La Tablitas Hemingway's different colours
Tablitas or Hemingway's Bar is probably the most photographed of all the buildings. Located on the corner of Matamoros and Guerrero Avenues, it was a favourite local cantina with a noisy mix of people enjoying their afternoon beverages. It is a prime location for wedding photographers to capture a bit of local history and provide a colourful background for a memorable wedding photo. Tablitas closed on Monday, February 29th, under the previous management.  According to island scuttlebutt, the owner of the building did not renew the operator’s lease and is planning to open a cantina under his management. Hopefully, it will maintain its funky and fun character.

Tony Garcia's auntie owns this pretty building
Another beautifully painted grand old dame is on the corner of Matamoros and Juarez Avenues.  

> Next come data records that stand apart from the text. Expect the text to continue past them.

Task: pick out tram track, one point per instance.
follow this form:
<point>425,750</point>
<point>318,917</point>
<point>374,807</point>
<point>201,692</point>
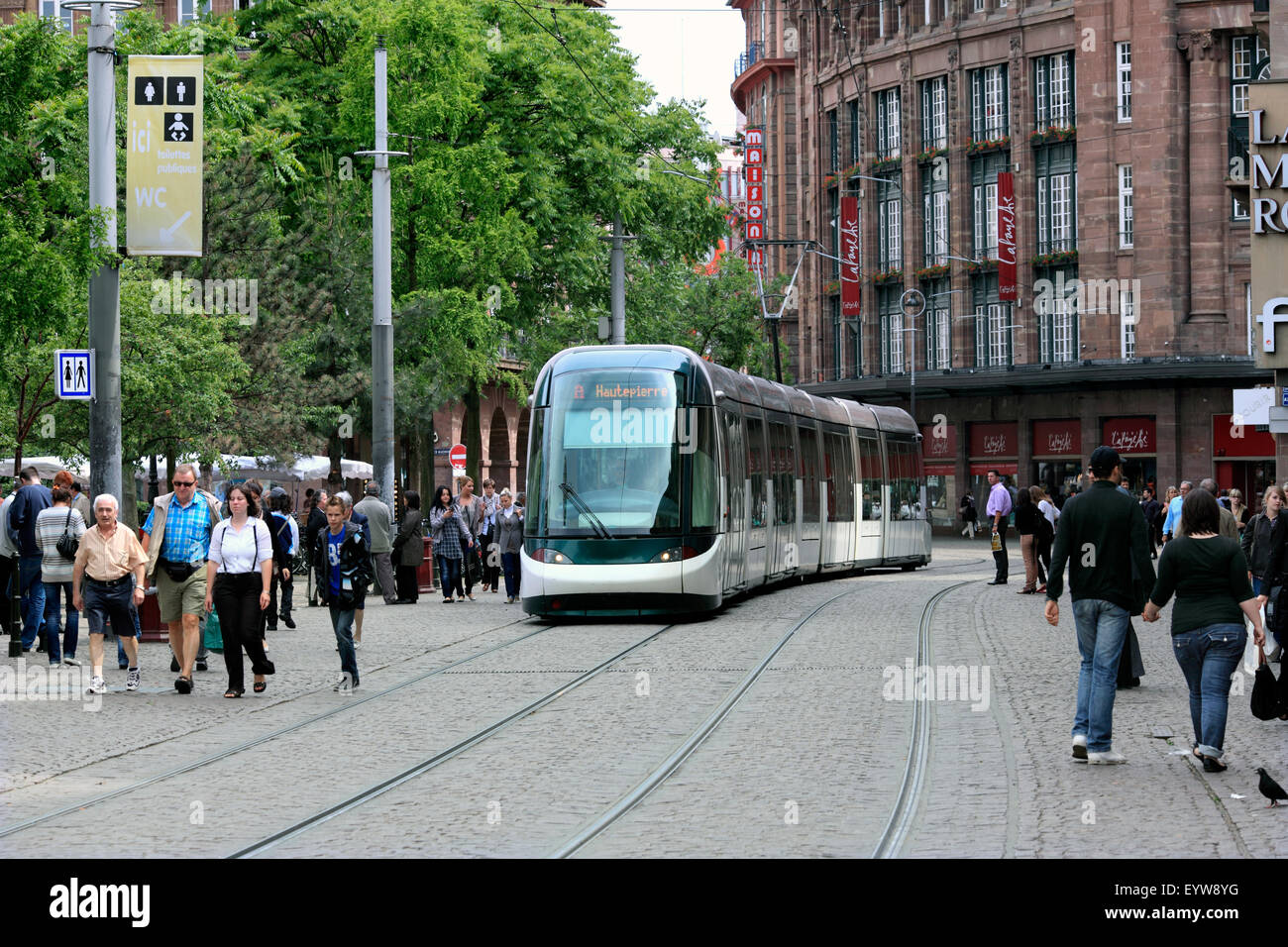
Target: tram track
<point>281,732</point>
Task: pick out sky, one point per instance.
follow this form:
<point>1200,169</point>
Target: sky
<point>686,50</point>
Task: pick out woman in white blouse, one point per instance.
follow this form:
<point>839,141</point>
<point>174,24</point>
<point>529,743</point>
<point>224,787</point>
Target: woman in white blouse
<point>239,570</point>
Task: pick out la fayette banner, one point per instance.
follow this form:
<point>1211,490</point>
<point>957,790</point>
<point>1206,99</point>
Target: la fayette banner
<point>163,161</point>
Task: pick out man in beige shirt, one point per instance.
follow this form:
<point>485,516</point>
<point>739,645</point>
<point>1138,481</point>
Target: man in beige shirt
<point>110,565</point>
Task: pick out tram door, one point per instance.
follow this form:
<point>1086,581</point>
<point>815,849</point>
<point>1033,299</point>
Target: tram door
<point>758,513</point>
<point>734,500</point>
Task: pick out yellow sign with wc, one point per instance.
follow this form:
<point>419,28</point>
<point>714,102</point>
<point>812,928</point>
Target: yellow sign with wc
<point>163,161</point>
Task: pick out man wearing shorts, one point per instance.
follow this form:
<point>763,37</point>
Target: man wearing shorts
<point>107,577</point>
<point>176,539</point>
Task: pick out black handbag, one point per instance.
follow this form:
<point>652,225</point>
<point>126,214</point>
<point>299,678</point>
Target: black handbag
<point>67,544</point>
<point>1266,703</point>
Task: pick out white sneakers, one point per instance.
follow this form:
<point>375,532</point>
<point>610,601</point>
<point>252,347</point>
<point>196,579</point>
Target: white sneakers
<point>1107,758</point>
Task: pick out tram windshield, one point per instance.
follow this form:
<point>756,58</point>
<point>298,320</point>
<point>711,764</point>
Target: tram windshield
<point>612,447</point>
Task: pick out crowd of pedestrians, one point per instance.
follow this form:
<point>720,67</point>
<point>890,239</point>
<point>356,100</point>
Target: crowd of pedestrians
<point>231,564</point>
<point>1224,567</point>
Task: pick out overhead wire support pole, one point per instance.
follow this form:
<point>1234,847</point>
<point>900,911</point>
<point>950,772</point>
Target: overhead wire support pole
<point>381,290</point>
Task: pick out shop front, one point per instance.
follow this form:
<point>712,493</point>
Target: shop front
<point>939,462</point>
<point>1056,457</point>
<point>1244,459</point>
<point>993,446</point>
<point>1136,442</point>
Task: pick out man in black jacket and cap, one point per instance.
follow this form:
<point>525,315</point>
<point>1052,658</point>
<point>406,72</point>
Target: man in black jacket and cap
<point>1103,539</point>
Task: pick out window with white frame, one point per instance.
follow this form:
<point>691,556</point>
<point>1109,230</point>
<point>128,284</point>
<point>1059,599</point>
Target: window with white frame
<point>990,101</point>
<point>1125,211</point>
<point>888,123</point>
<point>1052,81</point>
<point>1127,313</point>
<point>934,114</point>
<point>1124,58</point>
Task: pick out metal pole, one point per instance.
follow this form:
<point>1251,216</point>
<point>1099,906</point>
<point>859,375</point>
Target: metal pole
<point>381,304</point>
<point>618,279</point>
<point>104,290</point>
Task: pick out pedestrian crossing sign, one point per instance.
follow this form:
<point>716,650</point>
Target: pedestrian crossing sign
<point>73,371</point>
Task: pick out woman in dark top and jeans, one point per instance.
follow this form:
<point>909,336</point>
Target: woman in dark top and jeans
<point>1210,578</point>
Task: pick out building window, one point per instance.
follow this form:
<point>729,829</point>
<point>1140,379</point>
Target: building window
<point>990,103</point>
<point>1056,185</point>
<point>833,144</point>
<point>889,227</point>
<point>1052,78</point>
<point>1057,318</point>
<point>888,123</point>
<point>939,326</point>
<point>934,114</point>
<point>855,141</point>
<point>1124,81</point>
<point>1127,309</point>
<point>1125,213</point>
<point>892,330</point>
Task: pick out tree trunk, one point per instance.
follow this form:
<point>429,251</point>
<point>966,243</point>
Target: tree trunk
<point>473,434</point>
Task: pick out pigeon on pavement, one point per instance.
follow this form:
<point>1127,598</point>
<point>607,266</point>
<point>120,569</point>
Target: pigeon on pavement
<point>1270,789</point>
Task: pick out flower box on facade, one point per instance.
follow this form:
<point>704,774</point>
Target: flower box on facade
<point>982,146</point>
<point>1052,136</point>
<point>1059,258</point>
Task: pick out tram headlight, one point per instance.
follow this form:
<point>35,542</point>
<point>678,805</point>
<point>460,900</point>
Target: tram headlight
<point>675,554</point>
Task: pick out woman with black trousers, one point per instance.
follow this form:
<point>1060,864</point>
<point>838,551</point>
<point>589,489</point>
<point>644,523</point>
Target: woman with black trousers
<point>410,551</point>
<point>239,570</point>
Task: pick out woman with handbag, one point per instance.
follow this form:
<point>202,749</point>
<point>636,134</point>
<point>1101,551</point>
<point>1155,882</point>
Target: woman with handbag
<point>1210,578</point>
<point>58,531</point>
<point>239,571</point>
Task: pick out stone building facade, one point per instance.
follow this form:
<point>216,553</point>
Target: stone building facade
<point>1125,129</point>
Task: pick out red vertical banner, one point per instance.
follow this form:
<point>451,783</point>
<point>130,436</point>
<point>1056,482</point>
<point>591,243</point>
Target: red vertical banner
<point>1006,290</point>
<point>850,283</point>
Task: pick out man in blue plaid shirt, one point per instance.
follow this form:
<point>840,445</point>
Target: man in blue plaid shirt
<point>176,539</point>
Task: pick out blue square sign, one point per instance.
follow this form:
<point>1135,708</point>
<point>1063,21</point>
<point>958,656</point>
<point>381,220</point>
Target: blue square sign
<point>73,372</point>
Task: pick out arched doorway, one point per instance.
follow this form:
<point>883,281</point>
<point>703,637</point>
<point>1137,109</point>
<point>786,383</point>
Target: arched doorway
<point>522,450</point>
<point>498,450</point>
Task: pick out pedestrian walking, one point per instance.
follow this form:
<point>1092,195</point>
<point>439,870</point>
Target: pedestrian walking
<point>1102,538</point>
<point>509,532</point>
<point>1209,575</point>
<point>343,565</point>
<point>451,539</point>
<point>239,573</point>
<point>33,497</point>
<point>107,577</point>
<point>380,526</point>
<point>999,509</point>
<point>408,551</point>
<point>970,515</point>
<point>1026,519</point>
<point>176,539</point>
<point>58,534</point>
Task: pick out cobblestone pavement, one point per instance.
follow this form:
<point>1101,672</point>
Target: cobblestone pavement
<point>809,762</point>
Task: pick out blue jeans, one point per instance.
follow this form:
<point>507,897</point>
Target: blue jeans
<point>510,564</point>
<point>450,574</point>
<point>342,620</point>
<point>1102,631</point>
<point>53,625</point>
<point>1209,656</point>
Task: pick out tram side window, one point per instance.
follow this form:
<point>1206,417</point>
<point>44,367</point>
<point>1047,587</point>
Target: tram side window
<point>870,462</point>
<point>807,467</point>
<point>842,475</point>
<point>756,470</point>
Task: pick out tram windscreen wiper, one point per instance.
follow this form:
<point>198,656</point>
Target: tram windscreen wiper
<point>585,510</point>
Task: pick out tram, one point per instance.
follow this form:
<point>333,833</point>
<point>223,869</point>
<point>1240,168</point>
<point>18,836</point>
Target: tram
<point>662,483</point>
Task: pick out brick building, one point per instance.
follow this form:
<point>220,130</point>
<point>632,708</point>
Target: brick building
<point>1125,128</point>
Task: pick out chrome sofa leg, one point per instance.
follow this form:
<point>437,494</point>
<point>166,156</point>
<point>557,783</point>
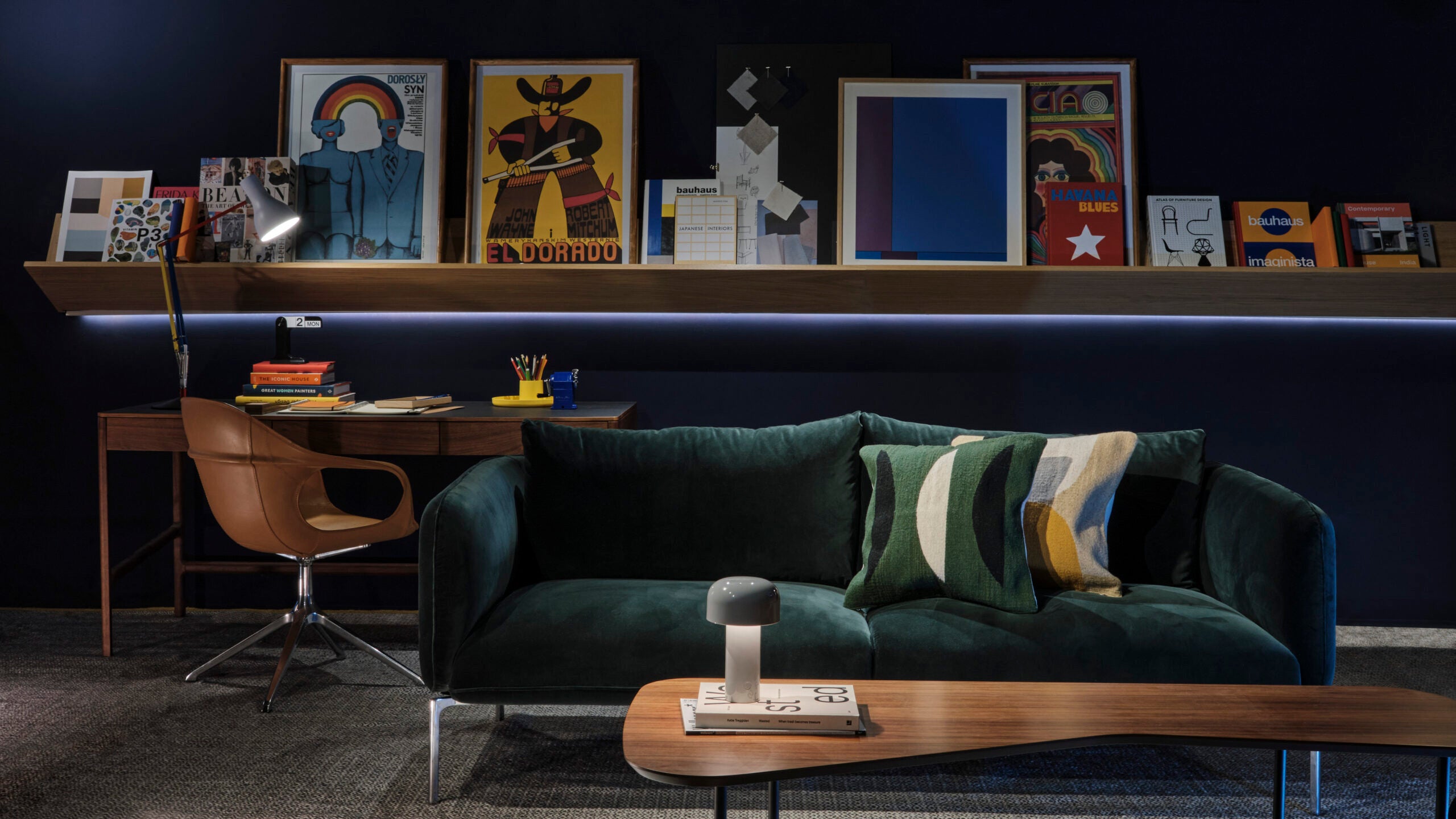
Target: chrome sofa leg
<point>201,671</point>
<point>394,665</point>
<point>437,707</point>
<point>1314,783</point>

Built originally by Tony Garcia’s grandfather, Heriberto Delgado de Tejada, father to Guadalupe Delgado Diaz, the house now belongs to his aunt Apolonia Delgado Diaz.  

Painted a cheerful combination of raspberry pink, sunflower yellow, and pale blue, it is an eye-catching resident of the neighbourhood. Recently, the doors facing onto Matamoros Avenue were open, and it appeared that a woman had set up a sewing business. 

Quite close by is another of our favourite painted ladies.  Located on Juarez Avenue, it is divided by two fanciful paint jobs.  

The southern half is bright yellow with blue, red, and white trim, while the northern half is a tropical orange with white trim. 

We don't know if this is two homes or one home and one business. 

Hard to see in the daytime with souvenirs piled everywhere
Most of the other interesting houses are located along the pedestrian-only street where the souvenir sellers are congregated.  

Some contain shops, others are a false front with the entrance located on the main road of Rueda MedinaIn the daytime, these buildings are usually hidden under piles of merchandise, and it is difficult to really appreciate their character.  


Silk-screen printing shop
Facing the square near City Hall is a fairly recent addition, La Casa Madera, which has replaced the silk-screen printing shop.  

They have done a beautiful job of restoring the old building, and, judging by the photos on their Facebook page, it is a popular lunch stop for locals and tourists.

We have been told that the old wooden houses are protected from demolition by city bylaws.  The one thing that they can’t be protected from is fire, either accidental or convenient fires.  

Fingers-crossed, the painted ladies will survive for many more years, adding a bit of fun and character to the northern part of the island.